Bugün dünyaya bir de onların gözünden bakmaya çalıştım elis... sevebileceğim bir yan bulurum diye yanlarına yakın olmaya çalıştım.
dünyaya bir başkasının gözüyle bakmak dünyanın en erdemli hareketiymişse de insan sevmemeyi de bilmeliydi sevdiğine hak verdiği kadar.
bu sabah kalktıktan sonra yataktan yastığım altında onlar için bir şeyler aradım elis ama bulamadım.
gece yatmadan önce aldıklarımı geri koyacağım büyülü düşler bırakmamışlardı akıllarda. ne vardılar ne yoktular...
ya kapalı kapılar ardında gizli planlar yapanlar ya da kapalı zihinler içinde karanlık düşüncelere kapılanlar. hiçbiri benim dünyamda yoktular.

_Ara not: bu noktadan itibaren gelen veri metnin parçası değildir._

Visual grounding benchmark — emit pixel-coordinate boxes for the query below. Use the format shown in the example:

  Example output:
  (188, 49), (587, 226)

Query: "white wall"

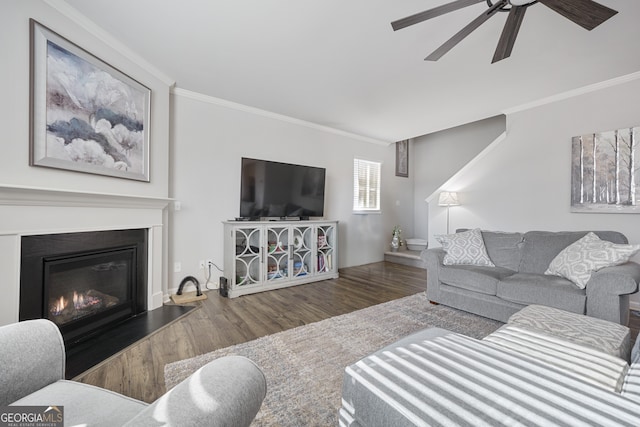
(0, 0), (171, 197)
(414, 115), (506, 239)
(429, 80), (640, 307)
(0, 0), (173, 318)
(170, 91), (413, 287)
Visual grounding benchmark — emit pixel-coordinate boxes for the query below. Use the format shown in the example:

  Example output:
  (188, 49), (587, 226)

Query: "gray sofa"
(422, 231), (640, 325)
(0, 319), (266, 427)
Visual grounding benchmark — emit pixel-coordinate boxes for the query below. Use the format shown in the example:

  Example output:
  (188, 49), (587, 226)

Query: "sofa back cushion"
(482, 231), (524, 271)
(518, 231), (629, 274)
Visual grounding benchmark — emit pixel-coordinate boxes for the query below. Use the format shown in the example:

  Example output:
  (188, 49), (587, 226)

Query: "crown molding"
(502, 71), (640, 116)
(171, 87), (391, 146)
(44, 0), (175, 87)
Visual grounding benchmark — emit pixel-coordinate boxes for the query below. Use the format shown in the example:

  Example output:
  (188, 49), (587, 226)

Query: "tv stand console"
(223, 220), (338, 298)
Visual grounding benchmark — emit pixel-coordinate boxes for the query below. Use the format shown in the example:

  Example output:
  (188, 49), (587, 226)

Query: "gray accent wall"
(413, 115), (506, 239)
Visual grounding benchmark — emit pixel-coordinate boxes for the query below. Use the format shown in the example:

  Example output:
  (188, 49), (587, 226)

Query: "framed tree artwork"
(30, 19), (151, 182)
(571, 127), (640, 213)
(396, 139), (409, 178)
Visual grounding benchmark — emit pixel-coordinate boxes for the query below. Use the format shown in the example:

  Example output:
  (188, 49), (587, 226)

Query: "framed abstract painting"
(30, 19), (151, 182)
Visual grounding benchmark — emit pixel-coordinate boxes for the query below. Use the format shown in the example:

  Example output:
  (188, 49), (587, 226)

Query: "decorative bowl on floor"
(407, 239), (427, 251)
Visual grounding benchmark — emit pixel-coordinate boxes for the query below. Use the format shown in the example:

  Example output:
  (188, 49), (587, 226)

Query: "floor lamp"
(438, 191), (460, 234)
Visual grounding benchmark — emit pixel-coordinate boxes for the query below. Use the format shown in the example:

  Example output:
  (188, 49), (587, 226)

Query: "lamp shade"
(438, 191), (460, 206)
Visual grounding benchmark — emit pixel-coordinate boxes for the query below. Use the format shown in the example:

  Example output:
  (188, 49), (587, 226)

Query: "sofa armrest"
(420, 248), (445, 302)
(587, 261), (640, 298)
(586, 262), (640, 325)
(0, 319), (65, 406)
(126, 356), (267, 427)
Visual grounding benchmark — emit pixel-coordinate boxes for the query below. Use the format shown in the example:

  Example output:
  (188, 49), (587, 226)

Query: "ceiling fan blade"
(424, 0), (507, 61)
(491, 6), (527, 64)
(538, 0), (618, 31)
(391, 0), (485, 31)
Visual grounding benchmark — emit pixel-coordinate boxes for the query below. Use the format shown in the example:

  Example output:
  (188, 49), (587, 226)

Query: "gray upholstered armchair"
(0, 320), (266, 426)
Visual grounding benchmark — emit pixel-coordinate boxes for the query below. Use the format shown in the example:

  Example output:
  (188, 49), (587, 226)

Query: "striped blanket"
(340, 333), (640, 427)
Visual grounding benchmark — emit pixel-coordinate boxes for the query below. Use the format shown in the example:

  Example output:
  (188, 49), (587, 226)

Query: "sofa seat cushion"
(12, 380), (148, 427)
(507, 304), (631, 361)
(496, 273), (587, 314)
(544, 232), (640, 289)
(439, 265), (515, 295)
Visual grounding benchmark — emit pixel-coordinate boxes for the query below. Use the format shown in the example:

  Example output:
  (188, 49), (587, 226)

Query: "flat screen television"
(240, 157), (326, 219)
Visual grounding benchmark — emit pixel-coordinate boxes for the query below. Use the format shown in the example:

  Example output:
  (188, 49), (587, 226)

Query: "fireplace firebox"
(19, 229), (147, 346)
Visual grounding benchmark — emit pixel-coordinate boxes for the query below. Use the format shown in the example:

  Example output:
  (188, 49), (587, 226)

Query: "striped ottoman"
(506, 305), (631, 362)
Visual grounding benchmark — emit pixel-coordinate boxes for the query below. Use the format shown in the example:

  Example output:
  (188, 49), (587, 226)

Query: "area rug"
(164, 293), (502, 427)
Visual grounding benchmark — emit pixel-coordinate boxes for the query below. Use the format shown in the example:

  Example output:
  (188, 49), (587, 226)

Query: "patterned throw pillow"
(544, 232), (640, 289)
(435, 228), (494, 267)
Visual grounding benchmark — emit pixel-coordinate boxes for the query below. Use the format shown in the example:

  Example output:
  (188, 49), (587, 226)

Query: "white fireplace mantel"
(0, 184), (172, 325)
(0, 184), (173, 209)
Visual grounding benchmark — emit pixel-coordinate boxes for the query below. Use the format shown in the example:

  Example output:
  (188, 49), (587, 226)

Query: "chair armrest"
(126, 356), (267, 427)
(0, 319), (65, 406)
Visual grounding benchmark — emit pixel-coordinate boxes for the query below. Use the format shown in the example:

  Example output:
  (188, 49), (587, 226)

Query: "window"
(353, 159), (381, 212)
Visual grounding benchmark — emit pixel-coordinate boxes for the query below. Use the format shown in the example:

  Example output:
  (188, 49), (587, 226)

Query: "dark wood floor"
(75, 262), (427, 402)
(75, 262), (640, 402)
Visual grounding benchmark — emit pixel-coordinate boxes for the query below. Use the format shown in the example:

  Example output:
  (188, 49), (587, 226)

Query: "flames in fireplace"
(49, 289), (120, 325)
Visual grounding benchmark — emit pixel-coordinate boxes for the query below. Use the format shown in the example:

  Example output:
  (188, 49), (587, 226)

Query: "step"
(384, 247), (426, 268)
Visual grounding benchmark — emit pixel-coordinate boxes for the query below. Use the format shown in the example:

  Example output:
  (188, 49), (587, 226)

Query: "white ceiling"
(66, 0), (640, 142)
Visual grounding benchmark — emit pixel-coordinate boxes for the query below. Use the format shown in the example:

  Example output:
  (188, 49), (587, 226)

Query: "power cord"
(204, 261), (224, 291)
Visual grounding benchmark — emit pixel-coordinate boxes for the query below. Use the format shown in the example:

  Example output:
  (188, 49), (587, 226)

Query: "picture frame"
(29, 19), (151, 182)
(396, 139), (409, 178)
(571, 127), (640, 213)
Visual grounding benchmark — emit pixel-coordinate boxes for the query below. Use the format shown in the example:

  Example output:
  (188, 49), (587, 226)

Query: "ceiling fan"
(391, 0), (618, 64)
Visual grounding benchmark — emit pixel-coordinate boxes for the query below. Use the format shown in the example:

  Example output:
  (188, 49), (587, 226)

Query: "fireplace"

"ışık nerdeyse gölge ordadır"
sahte ışıklarınızın aydınlattığı yer benim gezegenim değil
ben, elinden tuttuğum o şövalyeyi gezegenime götürüp gerçek ışıklar altında birbirimizi taçlandırmaya başladığımızdan beridir o dünyaya bulaşmış çamurlu eteklerimi de çektim gitti.
ışığımdan karanlığınızı, gerçek düşlerimden sahte kabuslarınızı, heyecandan uçuşan eteklerimden ellerinizi çekiniz.
o sahte kibarlıkla söylüyorum: Lütfen!